I have never had these issues using aim, yahoo, or g-talk however.

Combining all your chat clients: I also connect all of my accounts using a multi-protocol messaging client. Most of you probably know of trillian. For the mac users, Adium (which I know is a really solid client, but unfortunately unavail to us PC users). A multi-protocol chat client is one program that all of your messaging clients can merge into, so its less hassle to have on your screen. 

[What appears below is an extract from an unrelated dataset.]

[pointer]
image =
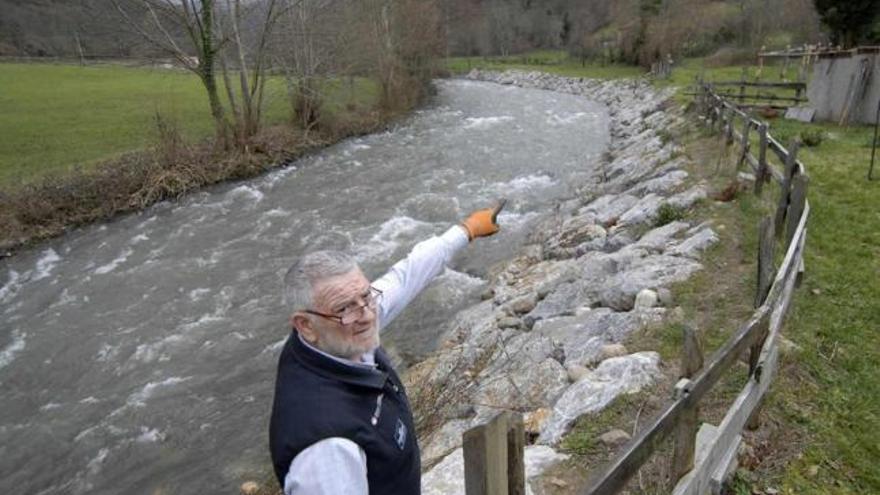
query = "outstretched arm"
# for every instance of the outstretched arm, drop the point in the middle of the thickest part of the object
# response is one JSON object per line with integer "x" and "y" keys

I have actually tried each multi-protocol client out there, and I found the following to be superior: Disgby, and Pidgin. Pidgin used to be Gaim, which was the best before Pidgin, then Digsby. Digsby's platform is very similar to Adium (mac) - and doesn't have many bugs. I would highly recommend Pidgin or Digsby over the other multiprotocols out there. I personally use Pidgin even though I preferred Digsby. There was no option to disable the flashing IM notifications when someone sent a message, and it really grates on me to have it flashing like its something urgent, when really its just some random person talking about the weather. I don't need that distraction when I'm doing more important things that actually warrant my paying attention. Pidgin allows you to disable this annoying feature, but it doesn't have many of the other cool features that Digsby has. The others that paled in comparison by far, typically did because they had gaudy graphical user interface - like trillian for example has all of these unnecessary boxes to dock the individual messages in.. or because they were glitchy, or lacked simple but necessary features like spell check. 

(A full list of multi-protocol chat clients: Comparison of instant messaging clients - Wikipedia, the free encyclopedia ) 

*With a multi-protocol client, you can get aim, yahoo, etc; put them in their with your msn account as well, and add people who have these chronic msn fuckups so that you won't have constant miscommunication. Shits fucking annoying.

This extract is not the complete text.